As an example, Roberts recalled during the Obama administration, the Chinese were offered a chance to observe U.S.-Russia new START negotiations, but refused, indicating they did not want to get too close to verifiable concepts. To Roberts, that meant there would be no verifiable arms control with China.

With last Wednesday’s hearing in mind, look at what Rose Gottemoeller, Obama’s chief negotiator on the New START Treaty, said during an April 20 webinar run by the Nuclear Threat Initiative. She discussed not only her new book, “Negotiating the New START Treaty,” but also talked about the current arms control situation.

She praised the Biden administration for its quick agreement to extend for five years, the New START agreement, saying that amount of time provides a “predictable environment” in which to negotiate a new agreement while at the same time, continuing the U.S. modernization of its nuclear delivery systems and warhead modernization. She described that continuum as “very much in the U.S. national security interests.’”

Next, she said, “We do have to go after war heads and I’ve given [former] President Trump a huge amount of credit for putting on the table the notion of a freeze on all nuclear warheads that, for the first time, would establish the principles that we should directly limit warheads and put in place monitoring and verification of limits on warheads.” She said she is concerned that the Russians have said the freeze is off the table but supported the idea that future negotiations should “directly limit warheads.”
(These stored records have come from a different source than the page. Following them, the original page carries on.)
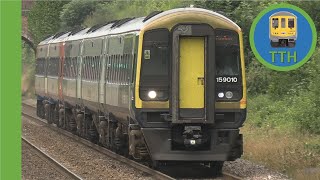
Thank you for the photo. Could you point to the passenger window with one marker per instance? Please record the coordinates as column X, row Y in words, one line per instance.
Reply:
column 291, row 23
column 275, row 22
column 283, row 22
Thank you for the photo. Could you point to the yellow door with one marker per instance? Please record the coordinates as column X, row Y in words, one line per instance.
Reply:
column 191, row 80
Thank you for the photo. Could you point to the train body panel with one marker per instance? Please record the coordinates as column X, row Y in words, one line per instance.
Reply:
column 169, row 86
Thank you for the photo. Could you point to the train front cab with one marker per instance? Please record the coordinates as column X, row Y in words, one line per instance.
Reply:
column 176, row 102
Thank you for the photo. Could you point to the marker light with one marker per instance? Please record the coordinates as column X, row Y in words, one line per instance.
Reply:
column 152, row 94
column 220, row 95
column 229, row 94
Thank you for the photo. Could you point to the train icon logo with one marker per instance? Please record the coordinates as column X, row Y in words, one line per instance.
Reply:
column 283, row 29
column 283, row 37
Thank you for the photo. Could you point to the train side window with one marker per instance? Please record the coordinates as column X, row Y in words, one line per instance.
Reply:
column 275, row 22
column 227, row 53
column 283, row 22
column 291, row 23
column 107, row 68
column 91, row 68
column 117, row 69
column 85, row 72
column 121, row 69
column 112, row 68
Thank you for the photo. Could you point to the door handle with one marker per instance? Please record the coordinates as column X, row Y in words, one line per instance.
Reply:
column 200, row 80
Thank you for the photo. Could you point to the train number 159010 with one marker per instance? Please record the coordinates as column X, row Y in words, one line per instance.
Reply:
column 227, row 79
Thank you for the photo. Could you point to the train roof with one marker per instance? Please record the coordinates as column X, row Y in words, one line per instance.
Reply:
column 283, row 13
column 135, row 25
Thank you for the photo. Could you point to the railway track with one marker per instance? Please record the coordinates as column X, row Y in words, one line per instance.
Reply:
column 59, row 167
column 154, row 174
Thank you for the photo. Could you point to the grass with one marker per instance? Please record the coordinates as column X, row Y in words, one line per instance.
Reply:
column 283, row 150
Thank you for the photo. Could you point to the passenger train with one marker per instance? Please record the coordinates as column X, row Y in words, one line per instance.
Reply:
column 168, row 87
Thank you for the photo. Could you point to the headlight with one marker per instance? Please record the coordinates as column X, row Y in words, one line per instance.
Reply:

Gottemoeller disclosed that in recent “second-track” discussions with Russians they showed interest in reviving arms control of intermediate and shorter-range nuclear systems and “new ways to constrain such systems.” Because Moscow is looking to put its systems east of the Ural Mountains, she said that obviously meant they would be aimed at China. That, for Gottemoeller, opened up the idea of seeking to involve the Chinese who, she said, “are keeping a sharp eye” on what both the U.S. and Russia are doing with both conventional and nuclear ground-launched cruise missiles.

“Here is an area where we might successfully engage the Russians and Chinese on some limitations on ground-launched intermediate-range systems in Asia and that should be one of our priority goals in the upcoming negotiations,” Gottemoeller said. She added that talks with Beijing could also look at hypersonic missiles and anti-satellite weapons, two other areas where there are U.S. equivalencies. She said the U.S. should not try to “shoehorn them [the Chinese] into strategic arms limitations and reductions.”

A rather full and complex arms control agenda is out there. We shall see what the Biden administration can make of it.